Search
Close this search box.

DE HERÓIS E OUTRAS MIUDEZAS

Compartilhar conteúdo:

Por Paulo Afonso Linhares,

 

“Triste do país que precisa de heróis”. Sem dúvida, como tudo que Bertolt Brecht  disse ou escreveu, esta é uma frase de grande verdade. Ora, os heróis somente medram naqueles momentos de graves perturbações e perplexidades nas vidas dos povos;  quando tudo parece estar perdido, as virtudes submergidas e as esperanças se distanciam  cada vez mais, o povo atônito busca algo em que acreditar e que seja sua tábua de salvação. O seu caminho mais retilíneo é simplesmente o da invenção de um herói. Foi essa a compreensão que decerto teve o gênio Mário de Andrade quando, na literatura, traçou o perfil daquilo que deveria ser o proto-herói brasileiro: o escrachado Macunaíma. Bingo! Melhor retrato não poderia ser concebido.
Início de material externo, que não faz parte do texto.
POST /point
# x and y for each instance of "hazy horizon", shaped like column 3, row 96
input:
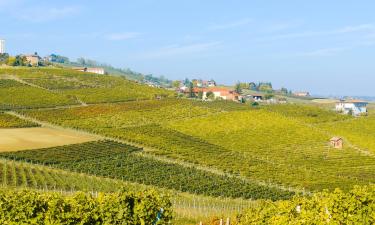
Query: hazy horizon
column 322, row 47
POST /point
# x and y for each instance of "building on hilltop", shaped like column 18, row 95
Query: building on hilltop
column 2, row 46
column 215, row 93
column 33, row 59
column 96, row 70
column 352, row 107
column 337, row 142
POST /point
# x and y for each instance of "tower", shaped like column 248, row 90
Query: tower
column 2, row 46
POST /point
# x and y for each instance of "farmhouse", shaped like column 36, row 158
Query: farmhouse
column 302, row 94
column 90, row 70
column 215, row 93
column 258, row 97
column 352, row 107
column 337, row 142
column 221, row 93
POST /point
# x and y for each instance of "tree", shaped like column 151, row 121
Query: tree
column 186, row 82
column 59, row 58
column 200, row 95
column 11, row 61
column 238, row 88
column 81, row 61
column 191, row 90
column 265, row 87
column 20, row 61
column 268, row 96
column 252, row 86
column 244, row 85
column 4, row 58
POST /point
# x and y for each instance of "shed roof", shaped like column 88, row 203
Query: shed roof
column 335, row 139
Aliás, é como se fosse possível escrever no código genético deste Brasil cada uma das infinitas partes desse herói sem caráter, que gosta do “jeitinho” brasileiro, que acha ótimo quando as leis são desrespeitadas e a ética motivo de olímpico olvido, que prefere o ” sem nota”, o “por fora” ou “por baixo do pano”. E, na dúvida, “é melhor levar vantagem em tudo, certo?”

 

O Brasil vive um bom momento na economia, na política, nas relações com outros países, embora alguns em alguns locais de seu território viva-se um clima típico de guerra civil, como é o caso do enfrentamento entre o Estado de São Paulo e algumas facções criminosas que resolveram vingar-se da ação policial que resultou na morte de alguns de seus membros matando membros das corporações policiais. Uma situação  que inspira cuidado, embora,  possa ser superada. Há diversas outras questões e gargalos a serem resolvidos, porém, pesados e medidos corretamente tem-se um “clima” mais para positivo. As soluções inelutavelmente hão de nascer no seio do povo para por ele serem resolvidas. Nada de milagrices, de “deus ex-machina”, de super-heróis longas capas. Não precisamos de heróis, mas, de cidadãos conscientes dos seus papéis sociais, sobretudo, o de ser partícipe, através da mediação  de múltiplos e variados processos,  da gestão e do controle do próprio Estado.

 

A grande imprensa brasileira está, neste momento, extasiada com a bela história do menino pobre e negro que recentemente estou-se na curul de presidente do Supremo Tribunal Federal. Uma espanto, sim, para uns tantos desavisados; algo normal para quem vê esse fenômeno pela ótica republicana. Claro que o ministro Joaquim Benedito Barbosa Gomes é um vigoroso exemplo de superação pessoal, com arrimo do estudo e na perseverança. Contudo, nada rigorosamente excepcional ser ele alçado à condição de presidente da principal corte judiciária do país. Se ele é membro do STF e todos os seus colegas mais antigos já passaram pela presidência, pela lei esta seria a sua vez. Tudo como manda o figurino republicano e o normal funcionamento das instituições jurídico-políticas. Aliás, milhões de brasileiros tiveram, têm e terão trajetórias de superação pessoal que em nada deixam a dever ao exemplo do ministro Joaquim Barbosa. Sem, contudo, qualquer pretensão heróica.

 

Excepcional mesmo foi o que ocorreu naquele dia que já vai longe, no ano de 2003, quando o presidente da República, simples torneiro mecânico de profissão, resolveu nomear ministro do Supremo Tribunal Federal aquele jovem  e brilhante jurista negro. Está bem, alardearam que o ministro Joaquim Barbosa chegou ali por sua capacidade intelectual e não pela cor da pele. Ora, o ex-presidente Lula o nomeou cônscio de que ele preenchia os requisitos constitucionais da “notável saber jurídico e ilibada reputação”, todavia, buscou alguém de origem afro-brasileira para demarcar uma posição política de seu governo contra o preconceito deu cor e até mesmo a racismo ainda vivo na sociedade brasileira. Um belo e saudável  gesto republicano no rumo do reconhecimento da enorme dívida que herdamos da Estado escravagista no período do Império. Pelo que se tem visto e ouvido ultimamente,  Lula foi lastimavelmente incompreendido.